最初に生産性の定義を明確にしておきたいと思います。生産性とは投入した資本に対してどれだけの付加価値が生まれたかということを数値化したものです。日本生産性本部の定義では; [付加価値(=人件費+経費+経常利益)]=[売上高―外部から購入した費用]  [1人当たり労働生産性]=付加価値÷労働者数 で、 [1時間当たり労働生産性]=付加価値÷(労働者数×労働時間) です。 2017年における1時間当たり労働生産性は;日本 47.5ドル、米国 72.0ドル、ドイツ 69.8ドル です。 生産性を決める要素は;①付加価値、②労働者数、③労働時間 になります。

「労働生産性の国際比較2018」|エンジニアリングチェーンマネジメント/モジュラーデザイン研究会[ECM/MDI・PLM]

「労働生産性の国際比較2018」

稼ぐ力を比較すると、日本は大人数で長時間労働しないと同じ金額を稼げないことになっています。

[10,000ドル稼ぐ労働時間]OECD、IMF資料|エンジニアリングチェーンマネジメント/モジュラーデザイン研究会[ECM/MDI・PLM]

[10,000ドル稼ぐ労働時間]OECD、IMF資料

生産性を高めるには、①付加価値を上げる、②労働者数を減らす、③労働時間を減らす ことが必要になります。 付加価値を上げ生産性を高めるために企業経営者が検討することがらは
a.産業構造の変化、b.ビジネスアーキテクチャーの変化、c.業務プロセスの見直し、d.労働者のスキルの見直し になります。
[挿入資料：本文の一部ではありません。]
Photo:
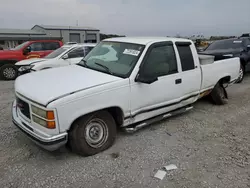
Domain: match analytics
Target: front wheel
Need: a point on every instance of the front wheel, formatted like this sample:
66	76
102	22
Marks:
8	72
219	95
92	133
241	74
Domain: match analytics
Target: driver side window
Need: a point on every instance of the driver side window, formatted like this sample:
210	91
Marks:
161	61
36	47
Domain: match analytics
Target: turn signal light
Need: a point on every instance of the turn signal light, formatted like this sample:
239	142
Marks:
50	115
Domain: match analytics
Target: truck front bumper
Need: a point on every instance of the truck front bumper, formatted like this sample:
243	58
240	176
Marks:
49	143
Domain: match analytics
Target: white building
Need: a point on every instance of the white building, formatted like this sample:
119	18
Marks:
9	38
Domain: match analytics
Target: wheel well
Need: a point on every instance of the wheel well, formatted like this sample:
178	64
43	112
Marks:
225	80
116	113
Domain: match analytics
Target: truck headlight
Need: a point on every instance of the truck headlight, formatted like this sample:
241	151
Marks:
43	117
26	67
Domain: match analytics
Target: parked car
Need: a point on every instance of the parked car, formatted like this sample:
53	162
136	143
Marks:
66	55
151	79
229	48
26	50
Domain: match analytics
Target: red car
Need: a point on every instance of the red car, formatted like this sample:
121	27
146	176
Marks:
26	50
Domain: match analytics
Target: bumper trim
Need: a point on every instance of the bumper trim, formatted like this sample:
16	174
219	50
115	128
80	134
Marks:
64	138
49	143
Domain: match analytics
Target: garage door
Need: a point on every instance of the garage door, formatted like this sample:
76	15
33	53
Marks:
74	37
91	38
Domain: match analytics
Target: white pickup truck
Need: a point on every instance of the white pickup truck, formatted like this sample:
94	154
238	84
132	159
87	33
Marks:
141	81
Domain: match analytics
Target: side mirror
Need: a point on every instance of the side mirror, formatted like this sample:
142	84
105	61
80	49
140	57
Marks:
27	50
145	79
248	47
66	56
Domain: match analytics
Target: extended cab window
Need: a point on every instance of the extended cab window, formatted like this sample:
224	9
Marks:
160	61
77	52
37	46
87	49
186	56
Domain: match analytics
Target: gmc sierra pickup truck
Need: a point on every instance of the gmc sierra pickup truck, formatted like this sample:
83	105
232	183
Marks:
26	50
139	81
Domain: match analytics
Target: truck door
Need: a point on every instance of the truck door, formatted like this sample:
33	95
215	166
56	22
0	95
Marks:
190	71
148	100
37	50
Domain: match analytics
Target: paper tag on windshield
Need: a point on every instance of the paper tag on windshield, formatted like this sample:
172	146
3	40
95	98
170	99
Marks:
131	52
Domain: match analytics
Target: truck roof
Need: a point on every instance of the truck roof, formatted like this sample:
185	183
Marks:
79	45
145	40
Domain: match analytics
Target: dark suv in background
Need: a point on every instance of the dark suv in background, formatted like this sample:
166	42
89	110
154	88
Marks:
228	48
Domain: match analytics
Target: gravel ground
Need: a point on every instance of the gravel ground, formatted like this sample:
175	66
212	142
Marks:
210	145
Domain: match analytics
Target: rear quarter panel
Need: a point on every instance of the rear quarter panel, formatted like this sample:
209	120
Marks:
212	73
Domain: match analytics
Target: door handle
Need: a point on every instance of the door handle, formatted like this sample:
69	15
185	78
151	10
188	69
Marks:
178	81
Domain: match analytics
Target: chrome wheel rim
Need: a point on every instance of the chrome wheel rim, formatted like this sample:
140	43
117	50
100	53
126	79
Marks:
241	73
96	133
9	72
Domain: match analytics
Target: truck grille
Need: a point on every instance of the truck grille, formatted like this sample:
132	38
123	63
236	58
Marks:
23	107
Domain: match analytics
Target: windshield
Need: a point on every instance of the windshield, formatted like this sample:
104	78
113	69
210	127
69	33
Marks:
114	58
56	53
19	47
226	44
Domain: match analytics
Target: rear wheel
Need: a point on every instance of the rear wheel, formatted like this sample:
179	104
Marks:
8	72
241	74
219	95
93	133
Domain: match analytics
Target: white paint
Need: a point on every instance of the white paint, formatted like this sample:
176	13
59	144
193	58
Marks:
75	91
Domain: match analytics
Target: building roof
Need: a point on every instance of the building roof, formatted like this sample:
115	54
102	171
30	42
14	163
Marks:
54	27
20	32
145	40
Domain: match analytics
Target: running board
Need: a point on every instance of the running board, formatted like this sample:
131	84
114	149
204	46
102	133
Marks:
135	127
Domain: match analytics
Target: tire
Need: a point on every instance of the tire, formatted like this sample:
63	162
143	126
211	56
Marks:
219	95
8	72
241	74
92	133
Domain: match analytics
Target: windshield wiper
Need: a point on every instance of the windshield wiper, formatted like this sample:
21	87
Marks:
84	63
105	67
産業構造は技術の進化、市場のグローバル化やそれに伴う多様なニーズへの適応などに伴って常に変化しています。産業構造の変化に伴いビジネスアーキテクチャーを見直し、業務プロセスや労働者のスキルを再構築し続けることが求められています。近年の産業構造を大きく変化させているのはICT(Information and Communication Technology:情報通信技術)の進化と産業への波及です。第4次産業革命と呼ばれています。我が国の労働生産性が低い原因は、産業構造の変化に即してビジネスアーキテクチャーを見直していない旧態依然とした考え方が組織の行動を規制しることに起因します。  そこで、生産性を高める手段の一つである[モジュール化]の意味と、我が国が得意としてきた
[インテグラル(擦り合わせ)]の功罪について考えてみたいと思います。


2:モジュール化の意味と産業への適用

モジュール(module)とは本来、寸法を表す言葉です。例えば建築の分野では「基準寸法」のことをモジュールと呼びますし、機械の分野では「歯車の歯の大きさを表す単位」のことをモジュールと呼びます。これらはいずれも「基準となる寸法」を表すことから、「その基準によって交換可能となった構成要素」のこともモジュールと呼ぶようになりました。「規格化されている」「交換可能である」「独立性が高い」「何かの部分である」点が共通しています。 「モジュール化」とは、製品や組織活動の機能を分割し、分割された機能間のインターフェースを標準化・規格化することで、分割された機能が独立性を保ちながら進化できることで、製品や組織活動が常に更新できるようなシステムです。 コンピューター産業が「モジュール化」によって大きな発展を遂げたことをきっかけに、広く経営の分野でも「モジュール化」の重要性が指摘されるようになりました。例えばパソコンは、メモリーやハードディスクなどの「標準化された部品」を組み立てて生産できる仕組みになっています。従って、各々の部品をどのメーカーが生産しても、全体としては問題なく動作するわけです。しかも、個々の部品が独立して性能を向上することに経営資源が投入でき、②労働者の減少や③労働時間の短縮につながり、結果として労働生産性の向上と、産業全体の発展につながりました。 産業構造のモジュール化により、業界では「国際的で水平的な分業体制」が確立されることになりました。そこで経営に関するさまざまな分野(生産・業務プロセス・組織形態など)において、「モジュール化」の有用性が認められるようになりました。現在進められているIndustry4.0の動きは、産業構造のモジュール化を進め、各モジュールが独立に成長することで、全体の生産性を高めようとする活動です。


3:モジュール化とインテグラル(擦り合わせ)

モジュール化に対してインテグラル(擦り合わせ)という考え方があります。インテグラルでは複数の構成要素が機能するには構成要素間ですべての情報を調整して最適化します。要求性能を忠実に実現する上では適しているかもしれませんが、調整が複雑になり手戻りや機能確認が不十分になるために、開発期間が長くなりコストが大きく品質が不安定になります。このためインテグラルな業務プロセスでは必然的に生産性は低くなります。我が国の製造業はインテグラルな業務プロセスのほうが良い品質の製品が作れると信じてきました。しかし、グローバル化した市場では、多様化するニーズに俊敏に応えることが困難になっています。ICTを活用する上でもインテグラルよりモジュール化されているほうが、システム化は容易です。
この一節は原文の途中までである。